SARAH VAUGHAN (ca. 1950s) Photo archive
Collection of eight approximately 8 x 10″ (20 x 25 cm) black-and-white photos of jazz vocalist Sarah Vaughan, generally very good or better, with photo agency stickers on verso, ca. 1950s.
– In an elaborate long gown. With photographer stamp on verso and printing notations.
– Duke Ellington, George Shearing, Sarah Vaughan and Billy Eckstine. From a Carnegie Hall concert of 1/1/57. With stamps on back from a magazine file.
– Vaughan and Eckstine singing into a microphone for MGM Records. With stamps on back from a magazine file.
– Vaughan with Jimmy Jones at piano and arranger Tadd Dameron. Photo was published in Metronome magazine, April 1950.
– Vaughan seated, singing. Printing notations on front with stamps on back from a magazine file.
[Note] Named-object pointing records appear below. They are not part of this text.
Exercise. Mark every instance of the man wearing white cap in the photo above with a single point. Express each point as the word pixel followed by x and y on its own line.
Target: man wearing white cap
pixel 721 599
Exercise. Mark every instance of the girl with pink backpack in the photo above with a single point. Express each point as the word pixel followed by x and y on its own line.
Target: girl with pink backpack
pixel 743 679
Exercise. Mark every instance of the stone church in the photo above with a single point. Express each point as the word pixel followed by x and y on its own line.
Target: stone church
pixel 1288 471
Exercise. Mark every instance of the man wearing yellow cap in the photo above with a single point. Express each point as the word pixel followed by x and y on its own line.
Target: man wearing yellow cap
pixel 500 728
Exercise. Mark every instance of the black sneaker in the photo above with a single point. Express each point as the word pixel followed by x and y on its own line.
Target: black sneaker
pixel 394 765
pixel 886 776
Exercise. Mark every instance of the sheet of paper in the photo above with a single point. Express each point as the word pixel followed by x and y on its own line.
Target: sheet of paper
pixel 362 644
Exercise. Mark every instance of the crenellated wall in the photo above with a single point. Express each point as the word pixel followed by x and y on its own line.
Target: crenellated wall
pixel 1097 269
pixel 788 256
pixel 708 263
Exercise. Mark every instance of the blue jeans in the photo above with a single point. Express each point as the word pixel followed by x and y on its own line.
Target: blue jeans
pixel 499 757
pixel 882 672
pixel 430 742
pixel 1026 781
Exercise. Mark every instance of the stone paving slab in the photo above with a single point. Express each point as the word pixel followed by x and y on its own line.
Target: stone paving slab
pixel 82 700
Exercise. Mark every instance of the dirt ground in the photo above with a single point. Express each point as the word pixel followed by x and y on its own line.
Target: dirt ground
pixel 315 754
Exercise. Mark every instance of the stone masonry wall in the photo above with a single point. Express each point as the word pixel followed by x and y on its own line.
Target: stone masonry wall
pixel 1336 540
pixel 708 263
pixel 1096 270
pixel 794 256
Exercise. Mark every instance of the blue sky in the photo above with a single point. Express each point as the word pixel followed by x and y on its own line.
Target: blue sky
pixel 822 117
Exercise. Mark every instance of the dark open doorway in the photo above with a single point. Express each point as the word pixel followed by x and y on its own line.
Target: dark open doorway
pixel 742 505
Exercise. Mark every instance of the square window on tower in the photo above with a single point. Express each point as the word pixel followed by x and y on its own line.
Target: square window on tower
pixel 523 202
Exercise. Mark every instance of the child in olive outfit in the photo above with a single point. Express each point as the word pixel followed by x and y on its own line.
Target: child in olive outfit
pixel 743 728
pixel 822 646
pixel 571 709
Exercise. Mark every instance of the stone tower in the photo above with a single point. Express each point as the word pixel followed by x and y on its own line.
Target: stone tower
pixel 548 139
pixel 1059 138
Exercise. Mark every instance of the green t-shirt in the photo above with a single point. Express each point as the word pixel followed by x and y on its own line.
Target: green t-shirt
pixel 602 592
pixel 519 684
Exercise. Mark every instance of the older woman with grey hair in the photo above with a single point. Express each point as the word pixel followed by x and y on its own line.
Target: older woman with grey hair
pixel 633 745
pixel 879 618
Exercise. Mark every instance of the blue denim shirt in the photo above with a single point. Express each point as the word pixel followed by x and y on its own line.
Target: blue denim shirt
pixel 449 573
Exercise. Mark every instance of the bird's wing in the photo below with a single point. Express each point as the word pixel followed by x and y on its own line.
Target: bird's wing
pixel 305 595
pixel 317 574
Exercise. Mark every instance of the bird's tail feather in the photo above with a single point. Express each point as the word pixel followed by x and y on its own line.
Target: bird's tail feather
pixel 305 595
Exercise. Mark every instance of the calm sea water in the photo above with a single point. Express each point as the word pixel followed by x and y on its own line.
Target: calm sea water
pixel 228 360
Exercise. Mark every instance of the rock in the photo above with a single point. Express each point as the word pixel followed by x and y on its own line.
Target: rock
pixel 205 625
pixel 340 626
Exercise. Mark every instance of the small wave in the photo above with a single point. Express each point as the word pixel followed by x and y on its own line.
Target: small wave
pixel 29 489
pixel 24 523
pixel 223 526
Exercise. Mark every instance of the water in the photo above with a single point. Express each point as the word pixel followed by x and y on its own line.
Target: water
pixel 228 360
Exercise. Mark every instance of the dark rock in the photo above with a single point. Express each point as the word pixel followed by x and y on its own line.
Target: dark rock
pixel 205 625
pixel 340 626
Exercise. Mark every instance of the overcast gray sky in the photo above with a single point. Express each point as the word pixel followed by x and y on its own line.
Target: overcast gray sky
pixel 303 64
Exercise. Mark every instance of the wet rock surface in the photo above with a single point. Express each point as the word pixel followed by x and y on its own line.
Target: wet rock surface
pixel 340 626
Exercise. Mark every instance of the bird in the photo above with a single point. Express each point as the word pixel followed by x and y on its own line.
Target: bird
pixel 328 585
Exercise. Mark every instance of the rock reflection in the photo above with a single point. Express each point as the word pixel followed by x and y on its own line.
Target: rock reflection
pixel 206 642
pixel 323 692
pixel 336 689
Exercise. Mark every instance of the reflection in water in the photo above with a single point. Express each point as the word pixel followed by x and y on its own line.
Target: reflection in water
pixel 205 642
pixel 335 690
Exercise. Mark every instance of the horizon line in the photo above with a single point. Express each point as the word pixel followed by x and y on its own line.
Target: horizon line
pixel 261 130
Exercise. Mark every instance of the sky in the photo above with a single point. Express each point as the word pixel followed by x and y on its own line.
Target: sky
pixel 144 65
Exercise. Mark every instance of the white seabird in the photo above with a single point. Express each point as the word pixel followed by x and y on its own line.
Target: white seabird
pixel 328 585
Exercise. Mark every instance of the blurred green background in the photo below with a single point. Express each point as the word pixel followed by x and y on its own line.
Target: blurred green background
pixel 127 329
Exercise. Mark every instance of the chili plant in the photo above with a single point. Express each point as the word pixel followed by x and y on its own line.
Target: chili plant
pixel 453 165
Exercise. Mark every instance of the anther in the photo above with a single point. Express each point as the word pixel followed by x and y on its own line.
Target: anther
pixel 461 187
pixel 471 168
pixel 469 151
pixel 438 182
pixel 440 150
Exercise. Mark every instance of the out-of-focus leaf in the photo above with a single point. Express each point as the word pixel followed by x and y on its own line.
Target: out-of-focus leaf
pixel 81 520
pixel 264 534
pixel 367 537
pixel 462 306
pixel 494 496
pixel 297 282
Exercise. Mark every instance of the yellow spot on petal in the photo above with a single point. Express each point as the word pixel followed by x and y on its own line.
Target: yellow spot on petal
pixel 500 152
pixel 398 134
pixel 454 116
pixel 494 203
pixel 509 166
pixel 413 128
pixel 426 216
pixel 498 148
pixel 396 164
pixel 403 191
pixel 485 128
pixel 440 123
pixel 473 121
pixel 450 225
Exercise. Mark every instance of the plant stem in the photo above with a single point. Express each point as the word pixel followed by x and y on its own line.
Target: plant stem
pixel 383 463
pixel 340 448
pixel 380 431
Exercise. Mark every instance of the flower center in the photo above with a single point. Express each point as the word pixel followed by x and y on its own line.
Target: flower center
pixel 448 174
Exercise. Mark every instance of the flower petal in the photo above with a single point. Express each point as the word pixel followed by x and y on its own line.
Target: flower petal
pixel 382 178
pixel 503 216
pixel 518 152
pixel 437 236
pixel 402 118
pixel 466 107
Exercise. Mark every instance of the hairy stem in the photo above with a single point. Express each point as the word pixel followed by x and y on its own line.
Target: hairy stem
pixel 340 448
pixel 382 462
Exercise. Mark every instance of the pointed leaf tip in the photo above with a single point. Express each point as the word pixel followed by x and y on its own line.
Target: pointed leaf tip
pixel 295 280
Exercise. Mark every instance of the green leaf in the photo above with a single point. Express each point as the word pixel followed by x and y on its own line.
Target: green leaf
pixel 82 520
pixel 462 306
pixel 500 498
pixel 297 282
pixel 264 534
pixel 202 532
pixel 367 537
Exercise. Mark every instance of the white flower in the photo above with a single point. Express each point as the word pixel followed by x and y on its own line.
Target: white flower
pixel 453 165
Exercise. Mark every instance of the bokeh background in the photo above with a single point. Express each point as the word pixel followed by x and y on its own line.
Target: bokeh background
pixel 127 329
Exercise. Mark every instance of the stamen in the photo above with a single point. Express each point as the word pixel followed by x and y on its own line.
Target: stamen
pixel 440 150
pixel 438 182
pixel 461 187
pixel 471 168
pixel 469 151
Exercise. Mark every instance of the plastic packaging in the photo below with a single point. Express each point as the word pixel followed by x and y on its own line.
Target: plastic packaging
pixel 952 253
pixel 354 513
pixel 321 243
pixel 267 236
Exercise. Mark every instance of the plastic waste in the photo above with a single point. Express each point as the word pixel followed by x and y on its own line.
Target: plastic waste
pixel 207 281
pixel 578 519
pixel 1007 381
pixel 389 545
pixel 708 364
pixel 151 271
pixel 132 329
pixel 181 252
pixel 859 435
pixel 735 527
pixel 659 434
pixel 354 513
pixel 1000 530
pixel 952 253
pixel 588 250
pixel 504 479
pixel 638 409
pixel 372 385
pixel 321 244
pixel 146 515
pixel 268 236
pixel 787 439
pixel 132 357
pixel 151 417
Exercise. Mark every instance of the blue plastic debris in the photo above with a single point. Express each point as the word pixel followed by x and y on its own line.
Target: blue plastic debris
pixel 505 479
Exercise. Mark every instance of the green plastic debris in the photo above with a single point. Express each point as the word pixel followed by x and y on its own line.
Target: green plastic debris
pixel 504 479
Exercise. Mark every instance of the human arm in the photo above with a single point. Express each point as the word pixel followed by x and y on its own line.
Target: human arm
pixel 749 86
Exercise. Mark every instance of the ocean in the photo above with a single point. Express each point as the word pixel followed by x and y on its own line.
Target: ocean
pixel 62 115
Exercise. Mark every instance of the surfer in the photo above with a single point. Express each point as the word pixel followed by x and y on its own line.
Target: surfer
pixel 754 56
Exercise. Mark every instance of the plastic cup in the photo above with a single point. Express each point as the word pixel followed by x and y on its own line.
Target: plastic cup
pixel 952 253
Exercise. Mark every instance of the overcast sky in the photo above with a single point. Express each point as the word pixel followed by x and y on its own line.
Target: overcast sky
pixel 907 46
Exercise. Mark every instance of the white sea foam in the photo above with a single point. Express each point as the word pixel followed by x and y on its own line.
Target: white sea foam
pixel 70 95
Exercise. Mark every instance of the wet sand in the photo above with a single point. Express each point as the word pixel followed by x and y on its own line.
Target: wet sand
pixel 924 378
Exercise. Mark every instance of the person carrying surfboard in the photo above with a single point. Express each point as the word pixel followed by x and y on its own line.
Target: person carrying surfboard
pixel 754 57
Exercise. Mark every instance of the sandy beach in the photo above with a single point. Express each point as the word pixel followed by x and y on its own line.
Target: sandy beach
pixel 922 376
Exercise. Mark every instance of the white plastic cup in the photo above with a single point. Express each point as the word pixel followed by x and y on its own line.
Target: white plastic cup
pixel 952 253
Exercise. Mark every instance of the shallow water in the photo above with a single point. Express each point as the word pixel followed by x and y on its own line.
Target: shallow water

– A close-up of Vaughan singing into a microphone, printed very dramatically in dark shades of black and gray.
– Two different shots of Vaughan (one of them double weight) with a matching dress and turban, singing from a score.
Critic Gary Giddins described her as the “ageless voice of modern jazz — of giddy postwar virtuosity, biting wit and fearless caprice”. He concluded by saying that “No matter how closely we dissect the particulars of her talent… we must inevitably end up contemplating in silent awe the most phenomenal of her attributes, the one she was handed at birth, the voice that happens once in a lifetime, perhaps once in several lifetimes. Her voice had wings: luscious and tensile, disciplined and nuanced, it was as thick as cognac, yet soared off the beaten path like an instrumental solo… that her voice was a four-octave muscle of infinite flexibility made her disarming shtick all the more ironic.”